The West Leeds Dispatch was one of a group of local news websites which recently attended a national conference at Cardiff University, writes John Baron.
The event discussed plans for a representative body for hyperlocal/community news operations like us. For those who don’t know, The Dispatch is run voluntarily – we currently don’t take advertising or make a profit – and covers a specific area of Leeds, hence the term ‘hyperlocal’.
The event was run by the Centre for Community Journalism (C4CJ), which aims to support the development of the community news sector in the UK.
You can read a detailed account of the meeting here, but in summary, the meeting asked if hyperlocal news operations would want a representative body and if so, what would it do?
Very broadly speaking, The Dispatch has been in favour of establishing such a body. It seems a good idea on paper and a potentially important mechanism for supporting our work – but would it translate into something that would work in the real-world?

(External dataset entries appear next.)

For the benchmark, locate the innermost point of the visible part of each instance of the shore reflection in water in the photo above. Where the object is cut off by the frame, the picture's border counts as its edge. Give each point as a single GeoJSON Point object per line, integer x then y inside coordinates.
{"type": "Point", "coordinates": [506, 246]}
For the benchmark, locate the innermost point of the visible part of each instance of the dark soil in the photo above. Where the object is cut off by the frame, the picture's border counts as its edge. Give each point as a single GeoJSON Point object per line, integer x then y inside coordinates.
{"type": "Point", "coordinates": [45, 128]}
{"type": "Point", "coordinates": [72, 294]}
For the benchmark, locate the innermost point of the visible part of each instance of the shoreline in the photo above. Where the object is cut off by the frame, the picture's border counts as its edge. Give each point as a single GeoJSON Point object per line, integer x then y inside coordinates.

— John Baron (@johncbaron) July 26, 2016
The meeting established that a representative body could apply for things like Big Lottery funding to support the sector, running events and lobbying (ie with the BBC and – possibly – on issues like council spending on statutory notices). There was also vague talk about securing funding to facilitate an independent advertising agency to sell adverts onto publications like The Dispatch.
It was also clear that a representative body would need to have people who run local news operations at its head, with C4CJ offering support.

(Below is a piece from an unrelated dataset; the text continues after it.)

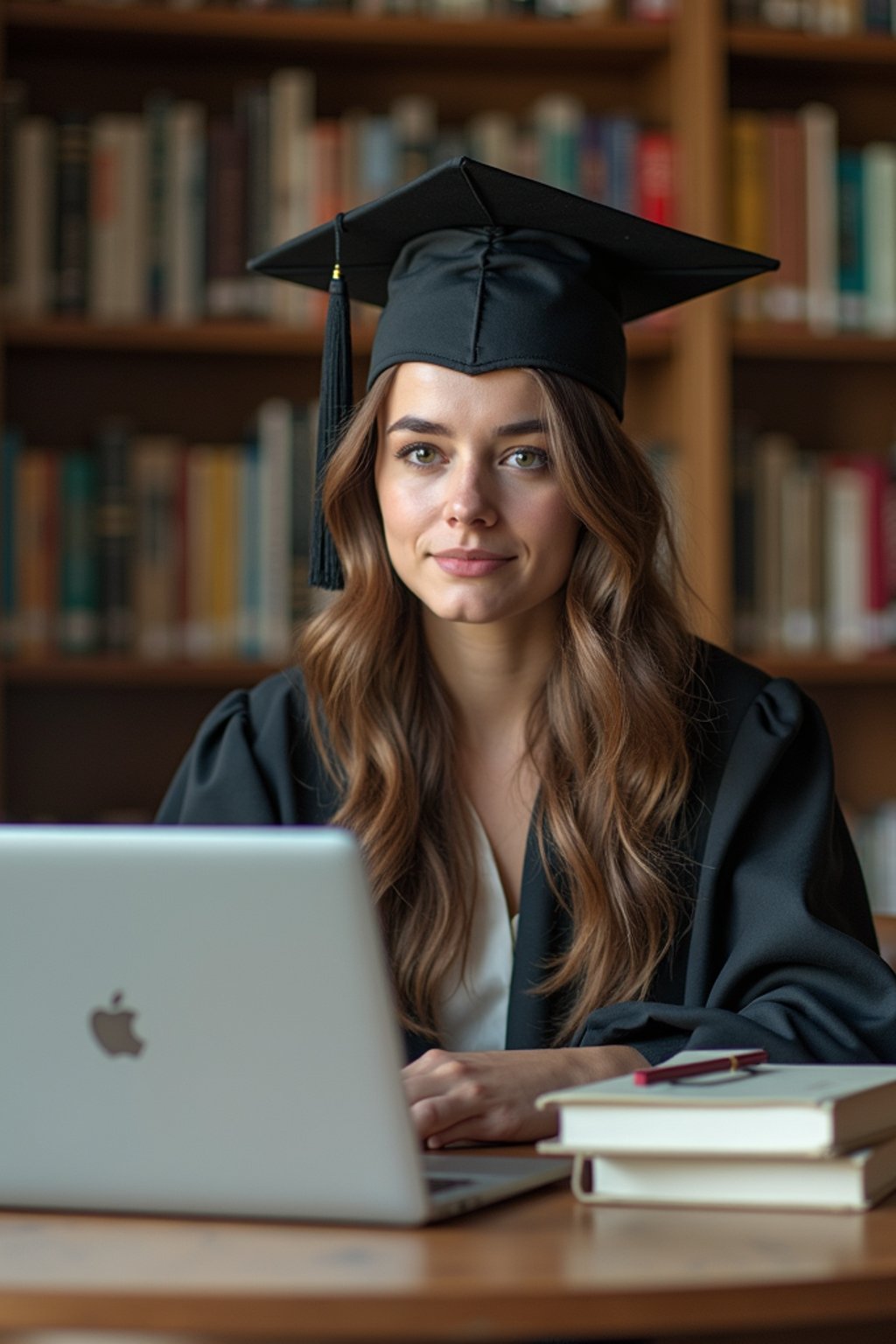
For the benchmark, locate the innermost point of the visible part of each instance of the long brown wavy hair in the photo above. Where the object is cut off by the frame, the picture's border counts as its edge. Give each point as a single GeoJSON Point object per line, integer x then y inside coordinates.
{"type": "Point", "coordinates": [609, 732]}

There was also much discussion around how a representative body – which would be free and UK-wide – could operate. For instance, should there be two tiers to take into account amateur ‘hyperlocals’ and those with commercial interests? Should there be bodies for each of those?

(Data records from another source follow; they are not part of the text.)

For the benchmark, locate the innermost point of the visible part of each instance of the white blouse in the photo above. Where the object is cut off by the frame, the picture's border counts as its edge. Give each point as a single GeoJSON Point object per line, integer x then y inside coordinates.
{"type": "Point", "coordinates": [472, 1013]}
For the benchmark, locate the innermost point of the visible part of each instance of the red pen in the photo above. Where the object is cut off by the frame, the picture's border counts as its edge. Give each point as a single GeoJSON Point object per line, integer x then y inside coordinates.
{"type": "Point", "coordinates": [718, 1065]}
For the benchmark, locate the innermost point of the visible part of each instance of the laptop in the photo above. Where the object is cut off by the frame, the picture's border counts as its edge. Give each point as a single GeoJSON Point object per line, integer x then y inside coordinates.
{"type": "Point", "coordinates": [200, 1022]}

What would the entry criteria be (if any?). These are issues which questioned the very identity of the hyperlcoal sector and there are no easy answers.
C4CJ will now attempt to put together a scoping document which encompasses the thoughts of the day and broadly sets out where we’re headed with the initiative. The document will be consulted upon further.
17 people attended on the day, including community news publishers, academics and representatives from organisations such as the BBC and IMPRESS, the independent press regulator – however more watched live through Periscope and shared insights through #C4CJconsultation on Twitter.
We also heard about how the BBC plans to share content with other news providers – a move which could mean websites such as The Dispatch being able to share video and audio material produced by the BBC. The BBC also has plans to fund 150 local reporters attached to local news organisations who will report solely on local councils.
I mentioned above how I broadly supported the idea on paper. But it’s always been clear that the hyperlocal/community news sector has many different elements to it with different objectives and aims. Reconciling those under one banner is not going to be an easy job.
I do believe any representative body should be fully inclusive and not elitist or overly selective in its membership, as suggested by some. One body – made up of local news providers – should cater for diverse all and act as a catalyst for helping to support, represent and develop existing sites.
It should also encourage people to set up community news operations as mainstream media operations withdraw from communities. There’s no reason why it can’t be achieved under one banner with a basic entry criteria (another bone of contention seemingly influenced by the emergence of press regulator Impress on the hyperlocal scene).
Adding tiers to the sector seems unnecesary and divisive, which isn’t a good foundation on which to start a representative body. Two different bodies would just burn themselves out.
At what point does hyperlocal/community media end and independent commercial news start ups begin?
There’s a long way to go on this, but whatever happens, these are interesting times for sites like West Leeds Dispatch and it’s good to see some momentum supporting hyperlocal. We’ll continue to watch developments and be part of the conversation – there’s even talk of the next consultation taking place in Leeds, so watch this space!